In a population-based, prospective study, Ho-Le and colleagues analyzed data from 1,326 men and 2,189 women aged at least 60 years at study entry (between 1989 and 1992) and followed continuously for 20 years. Incidence of fragility fractures was determined by X-ray reports; femoral neck BMD was assessed by DXA. Researchers also created a polygenic risk score that included the weighted number of risk alleles for each single nucleotide polymorphism, with the weight being regression coefficients associated with BMD. Researchers estimated residual lifetime risk for fracture from age 60 years by survival analysis, considering the competing risk for death.

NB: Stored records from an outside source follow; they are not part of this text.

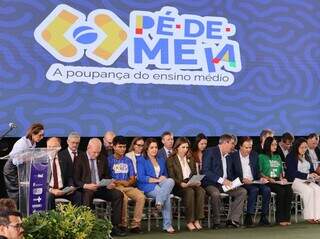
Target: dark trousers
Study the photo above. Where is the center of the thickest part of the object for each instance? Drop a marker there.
(74, 198)
(235, 208)
(252, 191)
(283, 201)
(193, 200)
(112, 195)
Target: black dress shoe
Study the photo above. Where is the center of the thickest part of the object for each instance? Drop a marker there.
(216, 226)
(117, 232)
(136, 230)
(234, 224)
(264, 222)
(248, 221)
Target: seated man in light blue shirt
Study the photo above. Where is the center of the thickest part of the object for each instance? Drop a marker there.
(122, 171)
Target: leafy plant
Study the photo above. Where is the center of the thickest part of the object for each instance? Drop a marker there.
(68, 222)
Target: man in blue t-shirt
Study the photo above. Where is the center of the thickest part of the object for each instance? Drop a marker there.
(122, 172)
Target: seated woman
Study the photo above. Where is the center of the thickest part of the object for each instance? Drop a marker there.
(135, 151)
(199, 146)
(181, 167)
(299, 170)
(271, 169)
(152, 180)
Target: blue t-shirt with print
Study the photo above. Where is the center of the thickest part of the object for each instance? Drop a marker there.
(120, 169)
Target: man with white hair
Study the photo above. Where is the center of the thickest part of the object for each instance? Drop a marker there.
(61, 176)
(71, 152)
(89, 170)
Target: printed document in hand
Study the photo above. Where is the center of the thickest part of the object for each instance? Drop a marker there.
(105, 182)
(235, 183)
(196, 179)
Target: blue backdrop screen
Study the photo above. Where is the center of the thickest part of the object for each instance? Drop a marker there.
(56, 66)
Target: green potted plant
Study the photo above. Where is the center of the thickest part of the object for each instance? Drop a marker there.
(68, 222)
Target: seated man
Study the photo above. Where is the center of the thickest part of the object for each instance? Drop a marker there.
(217, 167)
(122, 171)
(61, 177)
(71, 152)
(246, 167)
(10, 225)
(167, 140)
(284, 145)
(88, 171)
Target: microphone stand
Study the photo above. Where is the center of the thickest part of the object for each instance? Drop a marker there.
(3, 145)
(6, 133)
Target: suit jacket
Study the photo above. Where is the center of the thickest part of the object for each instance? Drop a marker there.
(162, 153)
(212, 167)
(145, 171)
(65, 155)
(317, 150)
(66, 168)
(280, 152)
(292, 168)
(253, 163)
(175, 170)
(82, 172)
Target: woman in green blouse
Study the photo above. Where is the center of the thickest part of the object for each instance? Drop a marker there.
(271, 169)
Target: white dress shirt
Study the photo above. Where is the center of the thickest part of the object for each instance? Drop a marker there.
(95, 166)
(60, 183)
(185, 167)
(71, 154)
(22, 144)
(224, 168)
(245, 165)
(314, 158)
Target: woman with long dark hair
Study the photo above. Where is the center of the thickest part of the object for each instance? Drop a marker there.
(271, 169)
(300, 171)
(199, 146)
(181, 167)
(33, 136)
(152, 179)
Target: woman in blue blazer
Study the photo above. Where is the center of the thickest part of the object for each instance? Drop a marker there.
(153, 181)
(300, 171)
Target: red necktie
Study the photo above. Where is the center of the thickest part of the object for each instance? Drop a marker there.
(55, 174)
(74, 155)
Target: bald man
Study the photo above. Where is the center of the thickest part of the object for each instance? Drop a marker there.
(61, 176)
(89, 170)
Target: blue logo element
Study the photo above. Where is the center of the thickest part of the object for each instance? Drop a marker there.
(85, 35)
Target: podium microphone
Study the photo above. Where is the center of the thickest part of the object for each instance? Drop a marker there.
(4, 145)
(11, 127)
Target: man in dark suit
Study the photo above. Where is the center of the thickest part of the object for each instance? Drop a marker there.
(167, 140)
(88, 171)
(217, 167)
(71, 153)
(61, 177)
(284, 145)
(246, 166)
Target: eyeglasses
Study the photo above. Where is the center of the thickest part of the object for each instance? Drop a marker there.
(17, 226)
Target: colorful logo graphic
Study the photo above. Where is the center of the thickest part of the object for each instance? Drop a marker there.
(68, 35)
(190, 49)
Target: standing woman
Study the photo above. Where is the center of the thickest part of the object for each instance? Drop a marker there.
(197, 152)
(34, 134)
(135, 151)
(153, 181)
(271, 169)
(181, 167)
(299, 169)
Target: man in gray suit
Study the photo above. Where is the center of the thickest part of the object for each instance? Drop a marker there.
(167, 140)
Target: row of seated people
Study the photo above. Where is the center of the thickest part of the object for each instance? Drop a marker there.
(158, 178)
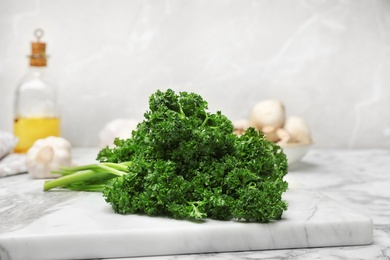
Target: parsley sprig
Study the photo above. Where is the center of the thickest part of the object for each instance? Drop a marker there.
(185, 162)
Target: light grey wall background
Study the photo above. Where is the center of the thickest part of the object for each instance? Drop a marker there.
(328, 61)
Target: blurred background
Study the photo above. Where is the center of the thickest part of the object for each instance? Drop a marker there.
(327, 61)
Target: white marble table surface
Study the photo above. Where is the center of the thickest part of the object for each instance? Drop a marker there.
(357, 178)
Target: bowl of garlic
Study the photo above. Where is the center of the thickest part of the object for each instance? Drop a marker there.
(291, 133)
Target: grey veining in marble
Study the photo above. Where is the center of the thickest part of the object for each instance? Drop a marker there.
(53, 225)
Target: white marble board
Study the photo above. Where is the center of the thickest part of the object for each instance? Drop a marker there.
(80, 225)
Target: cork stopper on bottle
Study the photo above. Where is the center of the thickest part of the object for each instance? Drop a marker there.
(38, 56)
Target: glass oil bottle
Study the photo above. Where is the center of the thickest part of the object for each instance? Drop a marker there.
(36, 113)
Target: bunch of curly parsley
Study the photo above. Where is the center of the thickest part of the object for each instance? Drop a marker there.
(187, 163)
(184, 162)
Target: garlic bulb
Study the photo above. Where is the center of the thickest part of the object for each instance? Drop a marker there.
(299, 130)
(46, 155)
(270, 112)
(120, 128)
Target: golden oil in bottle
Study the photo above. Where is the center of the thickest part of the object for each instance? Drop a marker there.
(36, 110)
(28, 130)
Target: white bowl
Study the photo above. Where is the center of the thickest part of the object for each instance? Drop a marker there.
(295, 152)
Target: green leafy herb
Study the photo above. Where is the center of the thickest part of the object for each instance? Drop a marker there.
(185, 162)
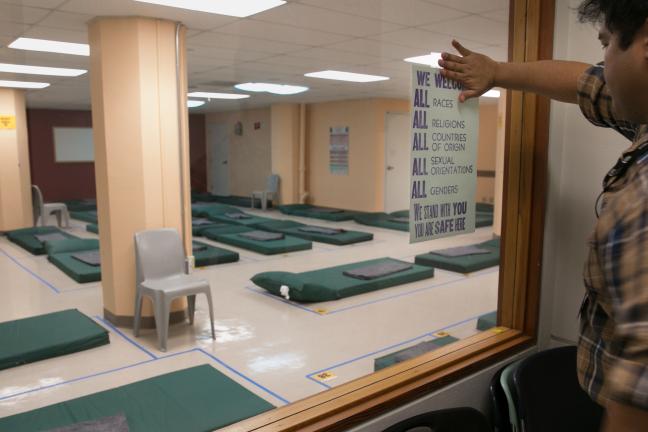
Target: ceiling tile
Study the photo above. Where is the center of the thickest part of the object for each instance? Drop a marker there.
(473, 28)
(280, 33)
(314, 18)
(406, 12)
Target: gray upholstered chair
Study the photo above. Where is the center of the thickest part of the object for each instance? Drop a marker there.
(42, 211)
(271, 191)
(160, 276)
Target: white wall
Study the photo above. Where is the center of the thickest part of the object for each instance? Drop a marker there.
(579, 155)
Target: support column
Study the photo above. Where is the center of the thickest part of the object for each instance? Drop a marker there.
(15, 178)
(140, 123)
(284, 126)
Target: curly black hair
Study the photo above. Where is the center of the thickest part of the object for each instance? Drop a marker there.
(621, 17)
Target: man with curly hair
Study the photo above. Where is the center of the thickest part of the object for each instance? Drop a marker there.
(613, 343)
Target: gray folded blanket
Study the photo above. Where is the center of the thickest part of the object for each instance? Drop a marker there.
(461, 251)
(49, 237)
(321, 230)
(116, 423)
(92, 258)
(237, 216)
(378, 270)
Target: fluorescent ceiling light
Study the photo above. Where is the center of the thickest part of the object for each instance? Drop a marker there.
(194, 104)
(280, 89)
(50, 46)
(346, 76)
(236, 8)
(431, 59)
(208, 95)
(40, 70)
(22, 84)
(491, 93)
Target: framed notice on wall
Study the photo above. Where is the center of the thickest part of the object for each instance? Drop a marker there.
(73, 145)
(339, 150)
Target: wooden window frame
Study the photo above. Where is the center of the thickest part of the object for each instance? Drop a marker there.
(531, 26)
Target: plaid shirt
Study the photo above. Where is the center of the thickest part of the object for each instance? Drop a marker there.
(613, 344)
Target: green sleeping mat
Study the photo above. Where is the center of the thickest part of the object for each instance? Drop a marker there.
(41, 337)
(332, 284)
(197, 399)
(26, 240)
(341, 237)
(411, 352)
(383, 220)
(464, 264)
(207, 255)
(487, 321)
(311, 211)
(89, 216)
(62, 253)
(232, 235)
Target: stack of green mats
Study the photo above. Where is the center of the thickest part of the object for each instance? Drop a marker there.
(412, 352)
(89, 216)
(60, 253)
(207, 255)
(41, 337)
(383, 220)
(307, 210)
(487, 321)
(464, 264)
(294, 229)
(196, 399)
(26, 240)
(232, 235)
(332, 284)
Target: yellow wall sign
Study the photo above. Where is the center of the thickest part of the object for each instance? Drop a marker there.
(7, 122)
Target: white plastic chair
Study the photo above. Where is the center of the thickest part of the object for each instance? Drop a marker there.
(272, 189)
(161, 277)
(42, 211)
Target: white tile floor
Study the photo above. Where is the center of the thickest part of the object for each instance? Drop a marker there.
(270, 346)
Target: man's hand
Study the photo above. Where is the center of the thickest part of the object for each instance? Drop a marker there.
(476, 72)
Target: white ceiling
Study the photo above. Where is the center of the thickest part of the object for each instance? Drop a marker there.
(279, 45)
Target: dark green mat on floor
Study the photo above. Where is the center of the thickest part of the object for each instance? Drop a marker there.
(61, 254)
(45, 336)
(487, 321)
(412, 352)
(384, 220)
(197, 399)
(26, 240)
(332, 284)
(311, 211)
(89, 216)
(232, 235)
(464, 264)
(296, 229)
(207, 255)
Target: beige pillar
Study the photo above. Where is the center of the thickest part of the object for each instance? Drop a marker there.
(284, 126)
(141, 142)
(15, 179)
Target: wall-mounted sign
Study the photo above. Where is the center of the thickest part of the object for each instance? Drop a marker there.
(443, 158)
(7, 122)
(339, 150)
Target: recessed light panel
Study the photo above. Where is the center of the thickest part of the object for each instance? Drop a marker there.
(51, 46)
(280, 89)
(346, 76)
(40, 70)
(23, 84)
(236, 8)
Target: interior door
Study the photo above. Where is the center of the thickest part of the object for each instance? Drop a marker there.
(218, 141)
(397, 159)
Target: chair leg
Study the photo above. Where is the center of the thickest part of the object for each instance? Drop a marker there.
(191, 306)
(211, 313)
(137, 316)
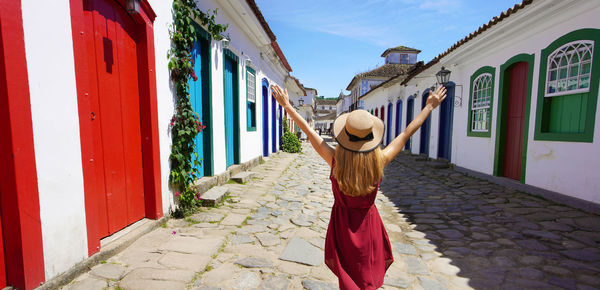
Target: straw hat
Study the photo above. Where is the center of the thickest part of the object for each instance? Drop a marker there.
(358, 131)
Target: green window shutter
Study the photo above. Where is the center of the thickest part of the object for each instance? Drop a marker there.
(566, 109)
(480, 118)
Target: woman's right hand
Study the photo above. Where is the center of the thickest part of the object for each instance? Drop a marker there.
(281, 96)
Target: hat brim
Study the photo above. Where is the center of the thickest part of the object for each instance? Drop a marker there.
(343, 139)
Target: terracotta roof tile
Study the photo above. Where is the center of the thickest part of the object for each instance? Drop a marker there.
(471, 35)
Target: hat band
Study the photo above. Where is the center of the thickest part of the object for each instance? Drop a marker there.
(354, 138)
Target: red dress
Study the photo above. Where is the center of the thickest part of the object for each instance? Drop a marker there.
(357, 247)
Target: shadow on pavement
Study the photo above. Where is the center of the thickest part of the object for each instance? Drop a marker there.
(498, 237)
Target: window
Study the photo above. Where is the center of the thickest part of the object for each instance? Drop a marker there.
(251, 98)
(480, 102)
(569, 68)
(568, 88)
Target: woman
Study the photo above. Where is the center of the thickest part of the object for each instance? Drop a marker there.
(357, 248)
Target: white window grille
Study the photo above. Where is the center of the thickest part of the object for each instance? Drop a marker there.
(570, 68)
(481, 100)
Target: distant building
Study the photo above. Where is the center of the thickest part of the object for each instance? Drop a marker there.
(325, 113)
(398, 61)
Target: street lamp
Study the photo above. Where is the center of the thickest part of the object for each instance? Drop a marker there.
(443, 76)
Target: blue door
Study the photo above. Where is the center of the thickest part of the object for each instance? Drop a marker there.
(199, 97)
(231, 111)
(398, 117)
(273, 127)
(280, 127)
(446, 119)
(426, 127)
(265, 114)
(410, 109)
(388, 132)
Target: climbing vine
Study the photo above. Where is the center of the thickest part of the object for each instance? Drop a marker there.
(186, 124)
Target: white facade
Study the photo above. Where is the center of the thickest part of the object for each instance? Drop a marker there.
(563, 167)
(55, 116)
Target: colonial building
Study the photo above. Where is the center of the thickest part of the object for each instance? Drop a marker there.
(398, 61)
(325, 113)
(86, 107)
(522, 99)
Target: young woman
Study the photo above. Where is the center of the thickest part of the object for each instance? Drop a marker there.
(357, 248)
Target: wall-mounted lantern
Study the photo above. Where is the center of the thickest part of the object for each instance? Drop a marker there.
(443, 76)
(132, 6)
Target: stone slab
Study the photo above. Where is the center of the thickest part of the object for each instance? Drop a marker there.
(301, 251)
(243, 177)
(214, 195)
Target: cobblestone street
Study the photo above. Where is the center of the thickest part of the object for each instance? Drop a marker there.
(448, 231)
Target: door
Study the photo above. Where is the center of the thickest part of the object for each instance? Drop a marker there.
(410, 107)
(273, 127)
(515, 120)
(265, 114)
(199, 97)
(115, 103)
(389, 125)
(2, 261)
(426, 127)
(280, 126)
(446, 119)
(398, 117)
(231, 111)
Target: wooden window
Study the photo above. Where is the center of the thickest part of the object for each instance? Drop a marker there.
(568, 88)
(569, 69)
(251, 98)
(480, 104)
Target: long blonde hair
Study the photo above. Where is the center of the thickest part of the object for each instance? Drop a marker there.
(358, 173)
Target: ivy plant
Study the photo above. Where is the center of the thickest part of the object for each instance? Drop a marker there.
(186, 124)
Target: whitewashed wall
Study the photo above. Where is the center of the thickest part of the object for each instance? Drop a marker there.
(244, 48)
(564, 167)
(55, 119)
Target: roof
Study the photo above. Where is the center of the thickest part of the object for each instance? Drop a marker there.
(270, 33)
(299, 84)
(400, 48)
(480, 30)
(325, 101)
(386, 70)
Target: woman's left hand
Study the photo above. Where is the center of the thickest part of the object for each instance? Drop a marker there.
(281, 96)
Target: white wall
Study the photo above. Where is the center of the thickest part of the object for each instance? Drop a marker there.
(564, 167)
(50, 65)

During 20 years of follow-up, 667 women (31%) and 239 men (18%) sustained at least one fracture. After adjusting for competing risk for death, residual lifetime risk for fracture from age 60 years was 36% for women (95% CI, 34-39) and 21% for men (95% CI, 18-24). Greater polygenic risk score was associated with higher lifetime risk for fracture. Among women and men with a polygenic risk score of at least 4.24 (median), lifetime fracture risk was 42% for women and 24% for men.

After adjustment for mortality, residual lifetime risk for fracture was 10% for women (95% CI, 8-12) and 5% for men (95% CI, 3-6), and a higher polygenic risk score was associated with a higher lifetime risk for hip fracture.

The association of polygenic risk score and residual lifetime risk for fracture was independent of femoral neck BMD, according to researchers.

“The finding raises the possibility of personalized fracture risk assessment by using an osteogenomic profile,” the researchers wrote. – by Regina Schaffer

Reference:

Ho-Le, et al. Abstract FR0089. Presented at: American Society for Bone and Mineral Research Annual Meeting; Sept. 8-11, 2017; Denver.

Disclosure: Ho-Le reports no relevant financial disclosures.